Leveraging my occasional interest in puffing Poirots, some evidence of which is to be found at reference 1, last week to Marylebone Station to hear all about connecting the Swanage Railway (to be found at reference 2) back into the main line at Wareham, thus reversing, in some small way, the Beeching ax-work of more than half a century ago.
The gathering took place in the board room of Chiltern Railways, inside the main entrance to the station, rather in the way that my first office in the civil service (shared, you should understand) was inside the main entrance to Somerset House. Entrances which involved large arches, high enough for the grandest carriage. Offices which reminded me very much of the civil service of my youth, with the addition of industrials and their lockers, a breed not well represented in many of the offices in which I worked.
Just beyond the main entrance, and connected to it by a grand canopy, was the back entrance to a once very grand hotel, still grand enough that a pair of flunkeys swept open the double doors as I approached. Sadly, we did not have time to investigate the bar, probably at the front of this rather large building, far too far away.
The talk was given by an enthusiastic member of the Southwest Trains team, on secondment to the Wareham Project. An ex-army chap who knew how to talk to this sort of audience, nearly all as old or older than I was, mostly ex railwaymen. And to my surprise, a sprinkle of ladies.
All in all, a very odd business, this connecting a bit of heritage railway, run more or less as a club for older men, back into the main line railway, run as a business, a business festooned with all kinds of rules and regulations. A business, quite rightly, driven by process, process which usually gets us from one place to another in comfort and safety. A process which said club had to sign up for, I dare say with mixed feelings.
Entirely appropriately, the link was to be implemented by elderly diesel units, in evolutionary line between the puffing Poirots of Swanage Railway and the electric locomotives of the main line.
I learned in the margins that the puffing Poirots can eat up a lot of money, with refurbishing the boiler of a larger one running to getting on for half a million pounds - a significant drain on the purses of the faithful.
As it happened, the day after I happened to be at the railing at the station end of the platform 2 at Waterloo Station, and what should I find on the railing but a flat box, maybe half a metre square, containing an illuminated electrical display of what appeared to be the the lines, points and signals for platforms 1 to 9. A fascinating display, all the more so for being more or less unintelligible, certainly at first. One had to work the thing out. The numbers given to the trains moving across the display, for example, bore no relation to the serial numbers on the trains themselves.

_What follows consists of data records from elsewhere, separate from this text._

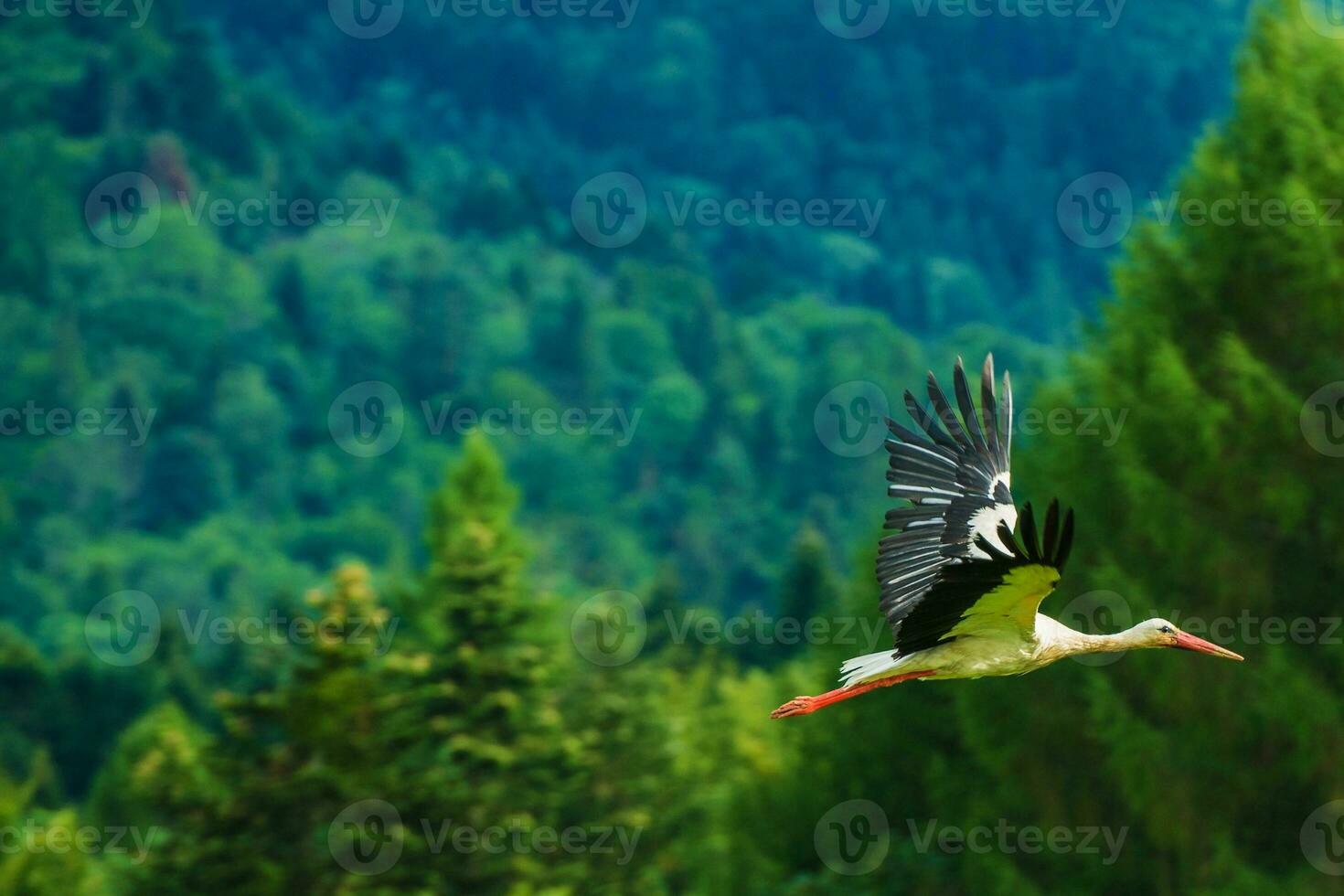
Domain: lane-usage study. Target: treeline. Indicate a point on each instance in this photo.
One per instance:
(251, 769)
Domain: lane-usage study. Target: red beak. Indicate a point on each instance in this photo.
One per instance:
(1199, 645)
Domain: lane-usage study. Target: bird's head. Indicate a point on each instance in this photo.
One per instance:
(1160, 633)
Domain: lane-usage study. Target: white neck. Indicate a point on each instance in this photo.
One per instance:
(1057, 640)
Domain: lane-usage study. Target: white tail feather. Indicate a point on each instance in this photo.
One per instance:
(869, 666)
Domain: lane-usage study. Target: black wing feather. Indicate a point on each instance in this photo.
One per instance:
(953, 469)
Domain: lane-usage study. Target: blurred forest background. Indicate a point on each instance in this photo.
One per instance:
(483, 707)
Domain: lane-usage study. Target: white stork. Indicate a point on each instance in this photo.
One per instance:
(960, 589)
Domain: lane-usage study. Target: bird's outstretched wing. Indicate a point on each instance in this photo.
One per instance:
(955, 566)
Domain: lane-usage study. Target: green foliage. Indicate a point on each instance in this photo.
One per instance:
(461, 699)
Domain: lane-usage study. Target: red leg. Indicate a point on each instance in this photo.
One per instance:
(803, 706)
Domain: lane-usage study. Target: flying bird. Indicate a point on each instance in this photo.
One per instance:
(964, 575)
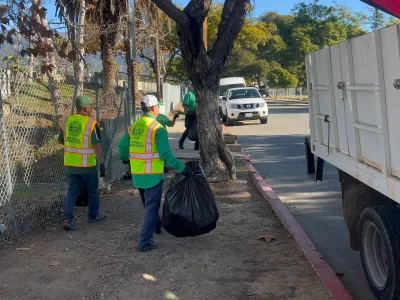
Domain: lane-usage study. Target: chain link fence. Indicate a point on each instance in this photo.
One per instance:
(33, 183)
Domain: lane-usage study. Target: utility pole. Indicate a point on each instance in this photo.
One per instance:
(132, 58)
(205, 32)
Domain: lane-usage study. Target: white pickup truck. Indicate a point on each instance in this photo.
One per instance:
(354, 104)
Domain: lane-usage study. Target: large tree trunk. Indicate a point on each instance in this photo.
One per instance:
(214, 152)
(205, 67)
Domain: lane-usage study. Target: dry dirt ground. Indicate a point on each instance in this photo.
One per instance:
(99, 261)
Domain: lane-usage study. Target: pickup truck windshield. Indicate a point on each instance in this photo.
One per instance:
(224, 88)
(244, 93)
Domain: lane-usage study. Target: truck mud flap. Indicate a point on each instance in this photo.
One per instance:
(315, 173)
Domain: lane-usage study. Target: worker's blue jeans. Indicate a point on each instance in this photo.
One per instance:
(75, 182)
(152, 200)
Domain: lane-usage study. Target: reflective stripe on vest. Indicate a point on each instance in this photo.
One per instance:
(143, 152)
(78, 150)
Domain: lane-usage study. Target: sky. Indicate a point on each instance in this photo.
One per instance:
(262, 6)
(285, 6)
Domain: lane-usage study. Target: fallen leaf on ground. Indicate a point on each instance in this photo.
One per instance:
(267, 238)
(149, 277)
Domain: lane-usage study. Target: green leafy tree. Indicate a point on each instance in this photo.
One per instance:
(377, 20)
(281, 78)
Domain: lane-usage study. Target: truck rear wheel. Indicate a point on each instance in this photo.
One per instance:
(379, 232)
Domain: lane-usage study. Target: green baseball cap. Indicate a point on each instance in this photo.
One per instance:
(82, 101)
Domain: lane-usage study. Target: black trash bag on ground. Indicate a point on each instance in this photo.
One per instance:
(189, 207)
(83, 198)
(192, 134)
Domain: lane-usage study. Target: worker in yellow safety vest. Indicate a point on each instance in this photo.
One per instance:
(149, 149)
(80, 136)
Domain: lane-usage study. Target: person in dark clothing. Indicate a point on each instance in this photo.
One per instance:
(189, 104)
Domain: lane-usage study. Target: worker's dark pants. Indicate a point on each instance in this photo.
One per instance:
(151, 199)
(75, 182)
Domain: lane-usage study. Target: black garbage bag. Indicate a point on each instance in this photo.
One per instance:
(83, 198)
(192, 134)
(189, 207)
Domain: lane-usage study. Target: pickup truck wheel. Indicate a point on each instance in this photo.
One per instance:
(379, 233)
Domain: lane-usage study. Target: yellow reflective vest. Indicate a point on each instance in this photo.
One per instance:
(143, 154)
(78, 149)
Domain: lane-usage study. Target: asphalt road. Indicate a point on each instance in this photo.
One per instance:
(277, 151)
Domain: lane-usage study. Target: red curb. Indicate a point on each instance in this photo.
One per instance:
(287, 100)
(325, 273)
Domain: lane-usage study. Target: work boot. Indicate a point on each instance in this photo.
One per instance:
(97, 219)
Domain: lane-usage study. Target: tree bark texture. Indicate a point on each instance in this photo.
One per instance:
(204, 69)
(157, 63)
(108, 41)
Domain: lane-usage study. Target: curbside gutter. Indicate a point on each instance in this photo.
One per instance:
(328, 277)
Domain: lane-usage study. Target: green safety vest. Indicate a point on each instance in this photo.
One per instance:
(143, 154)
(78, 149)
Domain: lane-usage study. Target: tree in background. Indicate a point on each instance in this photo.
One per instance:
(392, 21)
(377, 20)
(310, 27)
(111, 15)
(204, 69)
(73, 14)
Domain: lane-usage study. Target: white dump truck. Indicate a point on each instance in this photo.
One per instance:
(354, 104)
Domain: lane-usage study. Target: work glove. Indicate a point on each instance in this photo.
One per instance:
(102, 170)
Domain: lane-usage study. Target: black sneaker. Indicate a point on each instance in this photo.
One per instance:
(97, 219)
(158, 228)
(67, 224)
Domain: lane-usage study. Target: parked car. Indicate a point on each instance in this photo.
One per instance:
(226, 84)
(241, 104)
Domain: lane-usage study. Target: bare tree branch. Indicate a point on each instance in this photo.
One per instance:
(232, 21)
(151, 61)
(173, 12)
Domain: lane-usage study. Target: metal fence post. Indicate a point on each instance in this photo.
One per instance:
(97, 87)
(6, 166)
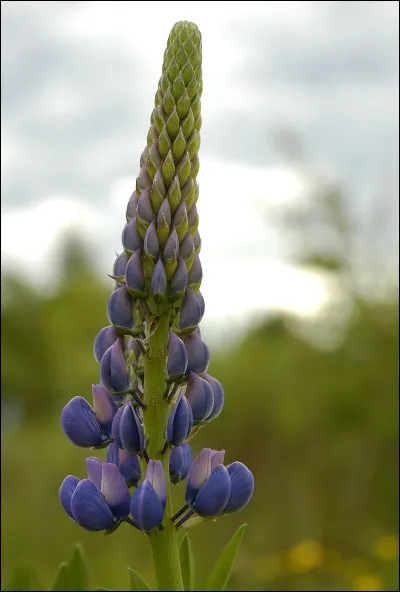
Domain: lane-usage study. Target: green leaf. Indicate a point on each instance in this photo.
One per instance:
(63, 579)
(187, 563)
(24, 578)
(137, 583)
(78, 570)
(222, 571)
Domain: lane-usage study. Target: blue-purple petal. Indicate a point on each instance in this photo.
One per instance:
(113, 371)
(200, 396)
(198, 354)
(218, 392)
(134, 273)
(104, 407)
(180, 461)
(94, 470)
(242, 486)
(80, 424)
(198, 474)
(146, 508)
(177, 356)
(115, 490)
(89, 507)
(155, 474)
(131, 431)
(103, 340)
(115, 431)
(214, 495)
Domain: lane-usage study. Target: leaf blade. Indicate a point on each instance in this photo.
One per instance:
(187, 563)
(137, 583)
(219, 578)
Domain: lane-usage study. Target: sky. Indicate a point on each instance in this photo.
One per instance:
(77, 86)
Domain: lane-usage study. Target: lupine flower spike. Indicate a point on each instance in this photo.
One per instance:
(154, 392)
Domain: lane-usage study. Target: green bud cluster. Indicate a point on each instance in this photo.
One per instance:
(163, 206)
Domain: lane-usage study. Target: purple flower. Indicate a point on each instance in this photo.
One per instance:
(177, 357)
(86, 426)
(200, 396)
(148, 500)
(218, 393)
(127, 431)
(198, 354)
(209, 485)
(242, 486)
(128, 466)
(191, 312)
(180, 461)
(103, 340)
(113, 372)
(99, 502)
(180, 421)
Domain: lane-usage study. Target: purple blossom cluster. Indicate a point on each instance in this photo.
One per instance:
(157, 276)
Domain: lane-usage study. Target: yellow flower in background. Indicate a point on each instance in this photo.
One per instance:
(386, 547)
(368, 581)
(305, 556)
(333, 561)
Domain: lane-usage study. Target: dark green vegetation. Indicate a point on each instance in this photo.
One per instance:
(319, 429)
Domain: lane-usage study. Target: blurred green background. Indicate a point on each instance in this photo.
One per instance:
(311, 407)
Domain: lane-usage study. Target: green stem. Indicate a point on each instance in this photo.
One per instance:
(164, 543)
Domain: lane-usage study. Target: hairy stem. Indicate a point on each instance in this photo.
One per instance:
(164, 543)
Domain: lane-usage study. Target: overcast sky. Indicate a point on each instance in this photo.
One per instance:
(78, 81)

I think it would be a really good wheeze if they were to put a big version of the display up in place of one of the giant advertisement screens, where the giant train indicator board used to be. Then all us wannabee train drivers could amuse ourselves by trying to work it all out while waiting for our trains. While underneath there could be a desk manned by enthusiastic volunteers who could explain it all to the interested. Perhaps I ought to write to Southwest Trains?